Sarah se masajeó los ojos con los dedos esperando que, al abrirlos de nuevo, frente a ella hubiera otra mujer. Otro aspecto. Nueva disposición. Voluntad de seguir hacia delante. Aquella voluntad férrea que la acompañó cuando dejó a Rafael en el bar hacía seis meses. Pero resultaba que esa furia y esa rabia se habían esfumado. Él había dejado que siguiera su camino. No había vuelto a llamarla, ni a buscarla. La protección que Rafael le brindaba se había desvanecido. Tenía nostalgia de él, hasta de sus prolongados silencios. Miraba por la ventana y no lo veía, pero sentía que andaba por ahí, como un ángel de la guarda. Todo eso se había terminado hacía seis meses, tras su conversación unilateral en el Walker’s Wine and Ale Bar. ¿Estaría en Roma o en alguna misión peligrosa en algún lugar del mundo? A veces le ocurría que se acordaba de él. Le apetecía llamarle. Saber cómo estaba. Si todo le iba bien en la parroquia, cómo se le daban las clases en la universidad. Y después caía en la cuenta… En lo ridículo de la situación. «Hola, Rafael. Quería saber si estás bien. ¿Qué tal los niños de la parroquia? ¿Y tus alumnos? Verás, todavía te quiero».

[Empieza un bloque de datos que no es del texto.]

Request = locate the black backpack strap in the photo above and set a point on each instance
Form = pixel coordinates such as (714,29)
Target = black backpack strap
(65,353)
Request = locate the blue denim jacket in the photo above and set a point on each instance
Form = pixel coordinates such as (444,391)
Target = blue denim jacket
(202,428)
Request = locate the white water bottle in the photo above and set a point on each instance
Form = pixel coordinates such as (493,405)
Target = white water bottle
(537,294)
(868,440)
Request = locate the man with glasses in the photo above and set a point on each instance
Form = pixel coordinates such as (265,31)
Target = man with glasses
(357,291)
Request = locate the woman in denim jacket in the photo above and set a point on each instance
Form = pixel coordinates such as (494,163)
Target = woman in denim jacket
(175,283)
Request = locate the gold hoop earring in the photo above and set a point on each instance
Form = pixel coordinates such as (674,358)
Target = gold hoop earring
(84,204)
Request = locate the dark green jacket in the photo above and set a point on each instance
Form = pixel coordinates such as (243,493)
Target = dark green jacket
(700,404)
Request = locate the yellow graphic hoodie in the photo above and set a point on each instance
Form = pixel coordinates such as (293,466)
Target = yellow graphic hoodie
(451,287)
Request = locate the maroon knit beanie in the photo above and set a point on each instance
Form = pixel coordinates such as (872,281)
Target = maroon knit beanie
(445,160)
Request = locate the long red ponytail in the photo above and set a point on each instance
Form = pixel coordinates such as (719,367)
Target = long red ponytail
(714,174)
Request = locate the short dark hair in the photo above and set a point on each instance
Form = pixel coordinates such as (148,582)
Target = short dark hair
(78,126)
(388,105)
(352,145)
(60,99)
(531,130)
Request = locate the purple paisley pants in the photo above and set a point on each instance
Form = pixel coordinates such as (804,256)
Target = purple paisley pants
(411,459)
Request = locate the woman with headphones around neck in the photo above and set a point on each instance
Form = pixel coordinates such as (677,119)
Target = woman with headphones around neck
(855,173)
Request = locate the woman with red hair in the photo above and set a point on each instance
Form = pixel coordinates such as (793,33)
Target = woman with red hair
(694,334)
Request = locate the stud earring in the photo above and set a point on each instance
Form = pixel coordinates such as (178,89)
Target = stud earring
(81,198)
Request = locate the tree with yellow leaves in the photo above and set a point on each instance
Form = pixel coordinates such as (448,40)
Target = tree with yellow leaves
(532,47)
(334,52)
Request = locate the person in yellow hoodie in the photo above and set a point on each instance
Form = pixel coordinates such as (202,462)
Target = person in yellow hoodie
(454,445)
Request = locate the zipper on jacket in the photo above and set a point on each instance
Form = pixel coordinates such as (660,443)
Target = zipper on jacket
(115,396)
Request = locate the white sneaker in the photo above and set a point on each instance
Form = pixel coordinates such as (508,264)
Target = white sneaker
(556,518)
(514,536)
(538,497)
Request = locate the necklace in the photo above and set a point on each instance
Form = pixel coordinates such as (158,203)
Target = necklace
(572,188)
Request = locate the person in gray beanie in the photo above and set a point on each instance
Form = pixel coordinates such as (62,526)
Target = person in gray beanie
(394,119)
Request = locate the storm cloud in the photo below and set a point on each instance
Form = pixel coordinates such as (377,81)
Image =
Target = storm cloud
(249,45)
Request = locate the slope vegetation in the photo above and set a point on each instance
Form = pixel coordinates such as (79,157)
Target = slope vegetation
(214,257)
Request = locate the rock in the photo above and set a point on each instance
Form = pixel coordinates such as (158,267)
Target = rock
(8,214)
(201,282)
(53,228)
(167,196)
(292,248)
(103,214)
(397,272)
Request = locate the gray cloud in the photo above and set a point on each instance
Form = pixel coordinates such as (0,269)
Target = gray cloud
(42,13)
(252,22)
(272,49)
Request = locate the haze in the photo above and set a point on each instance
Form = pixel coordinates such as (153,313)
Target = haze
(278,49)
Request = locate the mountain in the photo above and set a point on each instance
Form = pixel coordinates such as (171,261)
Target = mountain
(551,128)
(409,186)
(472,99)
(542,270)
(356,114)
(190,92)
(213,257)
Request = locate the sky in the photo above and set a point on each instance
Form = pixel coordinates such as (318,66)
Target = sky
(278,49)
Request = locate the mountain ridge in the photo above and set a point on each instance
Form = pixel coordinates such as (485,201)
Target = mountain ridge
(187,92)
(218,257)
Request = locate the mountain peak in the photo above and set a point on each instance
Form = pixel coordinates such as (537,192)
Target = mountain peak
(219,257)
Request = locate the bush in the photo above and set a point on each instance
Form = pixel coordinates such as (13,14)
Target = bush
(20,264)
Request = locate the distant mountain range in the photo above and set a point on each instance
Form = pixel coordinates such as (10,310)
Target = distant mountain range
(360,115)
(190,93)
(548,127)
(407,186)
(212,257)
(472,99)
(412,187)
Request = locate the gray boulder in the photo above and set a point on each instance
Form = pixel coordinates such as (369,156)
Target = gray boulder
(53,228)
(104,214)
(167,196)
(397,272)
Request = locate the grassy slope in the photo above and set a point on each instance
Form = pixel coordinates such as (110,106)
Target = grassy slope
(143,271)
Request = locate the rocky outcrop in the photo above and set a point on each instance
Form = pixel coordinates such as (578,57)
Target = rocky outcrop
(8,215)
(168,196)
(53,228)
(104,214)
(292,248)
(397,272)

Toda aquella diarrea mental cesó cuando la voz de Francesco llegó hasta el cuarto de baño.
—Será mejor que vengas, Sarah.
Esta se mojó la cara y se secó con la toalla. Al salir del cuarto de baño vio a Francesco en la puerta.
—¿Qué pasa?
Se acercó a él y vio a un prelado joven, con sotana negra, tez negra y expresión circunspecta.
—Te buscan —explicó Francesco.
—Buenas noches —saludó Sarah.
—Buenas noches, señorita Sarah. Me han pedido que venga a buscarla.

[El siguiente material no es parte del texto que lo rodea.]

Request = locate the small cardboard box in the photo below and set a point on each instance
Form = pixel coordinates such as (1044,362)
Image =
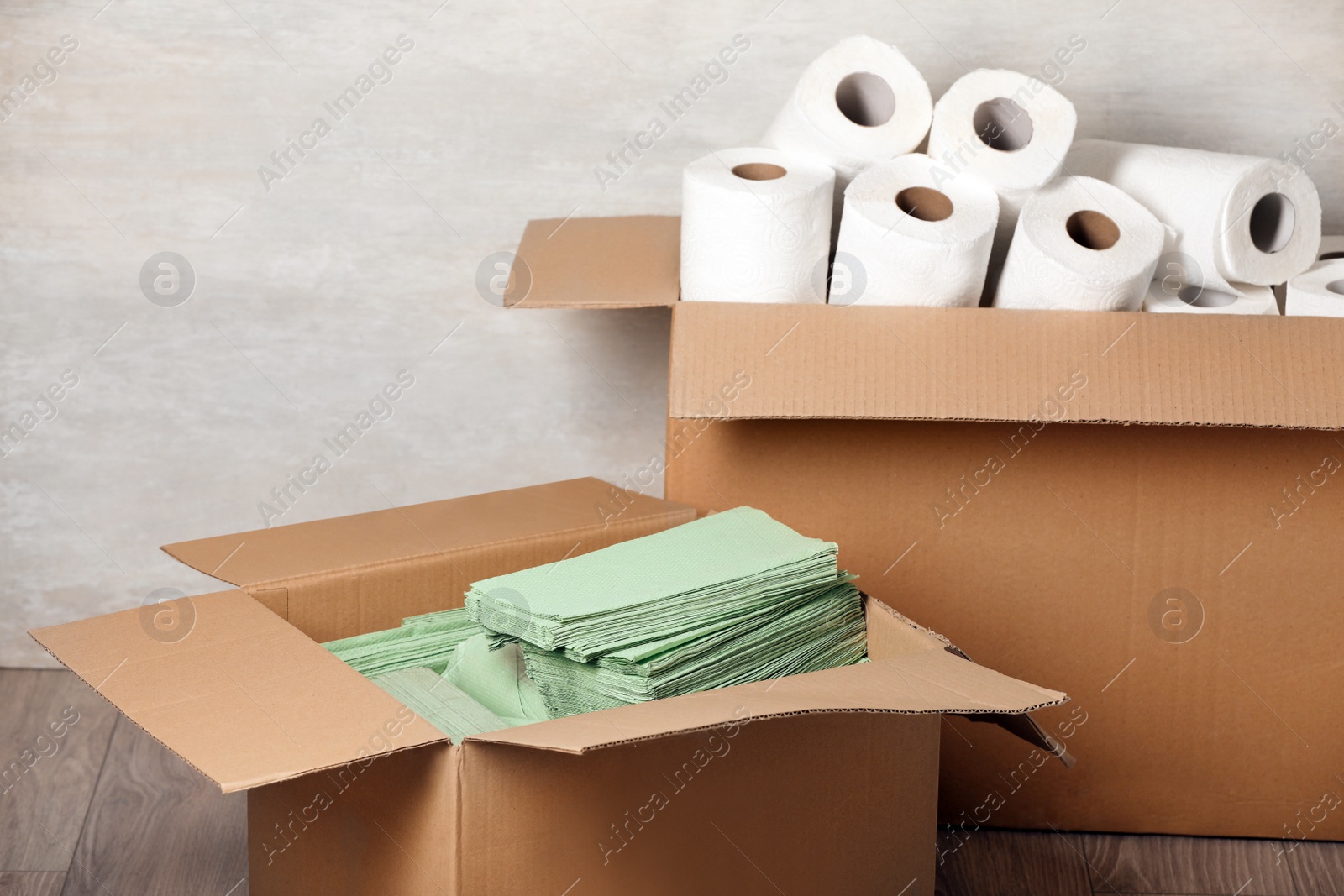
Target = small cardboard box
(824,782)
(1142,510)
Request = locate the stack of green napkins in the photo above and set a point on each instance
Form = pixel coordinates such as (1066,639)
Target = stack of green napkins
(732,598)
(440,703)
(441,667)
(423,641)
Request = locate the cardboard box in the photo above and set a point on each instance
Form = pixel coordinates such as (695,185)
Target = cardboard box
(1142,510)
(824,782)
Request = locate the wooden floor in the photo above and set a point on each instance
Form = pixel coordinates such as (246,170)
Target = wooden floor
(107,810)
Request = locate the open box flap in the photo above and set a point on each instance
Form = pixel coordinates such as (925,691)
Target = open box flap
(911,671)
(242,696)
(1000,364)
(597,262)
(326,547)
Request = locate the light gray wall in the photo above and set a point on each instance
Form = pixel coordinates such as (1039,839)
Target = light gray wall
(312,296)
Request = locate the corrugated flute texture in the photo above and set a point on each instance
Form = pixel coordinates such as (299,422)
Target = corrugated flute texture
(998,364)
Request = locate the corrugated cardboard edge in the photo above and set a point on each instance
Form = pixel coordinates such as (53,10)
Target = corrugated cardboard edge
(1001,365)
(675,515)
(934,644)
(598,264)
(223,789)
(241,782)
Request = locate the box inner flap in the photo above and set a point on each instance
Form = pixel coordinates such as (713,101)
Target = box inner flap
(396,533)
(999,364)
(598,262)
(244,698)
(921,681)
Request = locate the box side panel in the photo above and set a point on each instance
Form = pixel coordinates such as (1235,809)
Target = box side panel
(349,543)
(597,262)
(801,805)
(233,689)
(367,831)
(1182,584)
(1003,364)
(380,597)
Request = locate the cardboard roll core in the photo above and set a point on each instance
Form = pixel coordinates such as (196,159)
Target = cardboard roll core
(1272,223)
(866,100)
(1092,230)
(1200,297)
(924,203)
(759,170)
(1001,123)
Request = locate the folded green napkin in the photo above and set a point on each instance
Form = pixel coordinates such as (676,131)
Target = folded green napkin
(497,680)
(816,631)
(678,584)
(428,641)
(440,703)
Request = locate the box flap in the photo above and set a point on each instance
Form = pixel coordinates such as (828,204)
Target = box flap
(916,673)
(244,696)
(597,262)
(328,547)
(1001,364)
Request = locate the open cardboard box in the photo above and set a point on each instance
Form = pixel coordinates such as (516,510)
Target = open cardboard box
(823,782)
(1169,553)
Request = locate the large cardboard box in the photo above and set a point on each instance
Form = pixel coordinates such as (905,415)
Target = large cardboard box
(824,782)
(1142,510)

—¿Le han pedido? ¿Quién se lo ha pedido?
Era algo muy extraño.
—No estoy autorizado a revelarlo. Lo lamento —se disculpó el joven clérigo.
La curiosidad de la periodista fue más fuerte que el temor. Se calzó y se puso el chaquetón.
—Ahora vuelvo.
—¿Quieres que vaya contigo? —preguntó solícito el dios italiano.

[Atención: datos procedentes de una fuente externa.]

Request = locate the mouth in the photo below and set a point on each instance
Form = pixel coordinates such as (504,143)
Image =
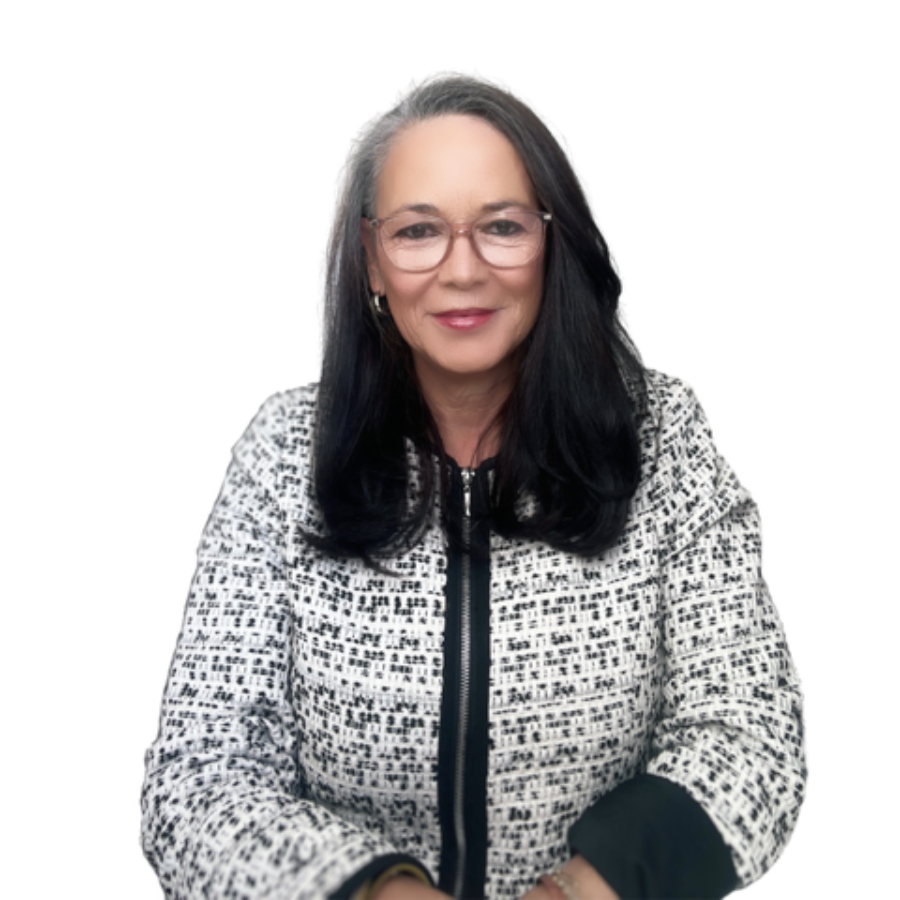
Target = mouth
(465,319)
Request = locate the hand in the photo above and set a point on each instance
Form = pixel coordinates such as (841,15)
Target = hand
(591,884)
(405,887)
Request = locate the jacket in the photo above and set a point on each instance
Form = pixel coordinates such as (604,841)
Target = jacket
(628,702)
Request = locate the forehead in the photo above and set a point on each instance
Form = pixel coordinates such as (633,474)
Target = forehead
(457,164)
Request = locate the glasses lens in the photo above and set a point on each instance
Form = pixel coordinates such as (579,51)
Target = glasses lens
(510,237)
(414,241)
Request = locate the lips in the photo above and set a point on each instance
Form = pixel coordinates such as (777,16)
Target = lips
(464,319)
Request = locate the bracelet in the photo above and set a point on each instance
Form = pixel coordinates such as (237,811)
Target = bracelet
(400,869)
(553,889)
(560,885)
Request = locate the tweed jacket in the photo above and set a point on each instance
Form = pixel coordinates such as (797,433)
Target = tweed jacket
(300,723)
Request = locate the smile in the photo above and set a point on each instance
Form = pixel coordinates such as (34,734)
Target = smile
(465,319)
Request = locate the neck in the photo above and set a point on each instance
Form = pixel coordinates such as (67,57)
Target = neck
(465,410)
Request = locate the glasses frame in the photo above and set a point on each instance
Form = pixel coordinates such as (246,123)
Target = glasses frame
(463,229)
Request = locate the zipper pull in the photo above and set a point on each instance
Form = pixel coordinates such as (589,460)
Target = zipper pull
(468,476)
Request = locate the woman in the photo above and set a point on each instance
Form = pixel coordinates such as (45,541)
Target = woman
(482,614)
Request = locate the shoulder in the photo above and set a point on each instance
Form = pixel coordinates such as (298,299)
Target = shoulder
(287,418)
(685,476)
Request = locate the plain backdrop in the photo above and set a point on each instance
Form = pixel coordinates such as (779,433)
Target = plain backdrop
(167,179)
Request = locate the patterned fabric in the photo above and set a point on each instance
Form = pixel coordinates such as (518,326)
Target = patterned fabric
(299,731)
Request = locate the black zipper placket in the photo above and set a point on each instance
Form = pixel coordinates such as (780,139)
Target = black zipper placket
(463,751)
(465,681)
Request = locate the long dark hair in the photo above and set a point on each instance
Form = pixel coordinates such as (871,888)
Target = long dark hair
(569,459)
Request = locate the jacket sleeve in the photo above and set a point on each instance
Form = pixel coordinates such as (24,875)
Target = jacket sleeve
(223,807)
(726,772)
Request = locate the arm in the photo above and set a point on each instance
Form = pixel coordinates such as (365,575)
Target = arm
(726,771)
(224,812)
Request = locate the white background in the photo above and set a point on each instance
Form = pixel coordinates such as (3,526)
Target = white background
(167,178)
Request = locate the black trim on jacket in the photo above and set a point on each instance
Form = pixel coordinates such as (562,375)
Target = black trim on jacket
(651,840)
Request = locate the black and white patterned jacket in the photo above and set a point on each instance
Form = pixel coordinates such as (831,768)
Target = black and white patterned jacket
(301,740)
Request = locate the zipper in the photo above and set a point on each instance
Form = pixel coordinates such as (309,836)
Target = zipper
(465,671)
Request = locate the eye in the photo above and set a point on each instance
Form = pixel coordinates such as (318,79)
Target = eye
(418,231)
(502,228)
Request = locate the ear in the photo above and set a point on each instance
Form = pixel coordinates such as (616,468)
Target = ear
(368,238)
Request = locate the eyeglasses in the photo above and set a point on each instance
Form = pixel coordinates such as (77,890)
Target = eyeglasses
(415,242)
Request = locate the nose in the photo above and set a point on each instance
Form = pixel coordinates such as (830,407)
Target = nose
(462,266)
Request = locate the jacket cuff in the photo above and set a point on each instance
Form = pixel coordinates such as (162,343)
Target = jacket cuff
(372,871)
(650,839)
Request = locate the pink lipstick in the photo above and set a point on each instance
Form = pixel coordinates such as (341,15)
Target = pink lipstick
(464,319)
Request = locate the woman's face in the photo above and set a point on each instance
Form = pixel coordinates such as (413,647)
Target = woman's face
(464,319)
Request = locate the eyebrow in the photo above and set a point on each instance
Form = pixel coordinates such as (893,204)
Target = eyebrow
(429,209)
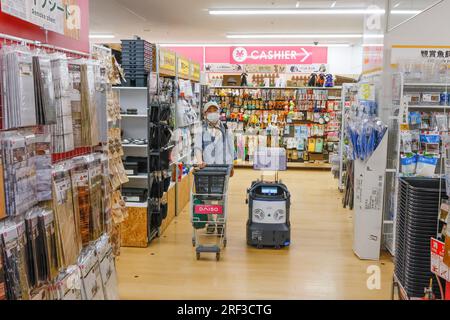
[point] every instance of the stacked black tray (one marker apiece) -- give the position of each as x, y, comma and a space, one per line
138, 59
417, 222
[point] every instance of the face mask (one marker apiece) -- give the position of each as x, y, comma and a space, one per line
213, 117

Sarah miró fijamente al joven clérigo y durante unos instantes lo consideró.
—No. Está bien.
Bajaron en el ascensor hasta la planta de recepción. Era de noche. Miró alrededor y no vio a nadie. Ni en la recepción, donde acostumbraba siempre a haber alguien tras el mostrador dispuesto a atender al huésped más incauto o curioso. Parecía un hotel despojado de vida. Como si el mundo se hubiera detenido por unos instantes y estuviera vacío de gente.
Sarah y el clérigo no intercambiaron una palabra. Ella lo prefería así y a su escolta le hacía un favor, pues también agradecía el silencio. Cumplía órdenes escrupulosamente y no deseaba ser interrogado sobre cosas que no debía o no podía mencionar. Salieron fuera. Hacía frío, pero no era desagradable. Se soportaba. Pensaba en Rafael. ¿Sería él quien la requería? No podía ser nadie más. Por esa razón iba tan despreocupada. No era lo suficientemente importante como para despertar el interés de jóvenes clérigos mudos. Había un coche frente al hotel, al final de las escaleras. Un Mercedes de cristales tintados.
El joven sacerdote abrió la puerta del vehículo y Sarah miró en su interior. Se quedó boquiabierta. Dentro, confortablemente sentado, deleitándose con un puro, había un hombre de hábito escarlata con una cruz de oro sobre el pecho, en cuyo regazo aferraba el solideo cardenalicio.
—Buenas noches, Sarah Monteiro —saludó—. ¿Vamos a dar una vuelta?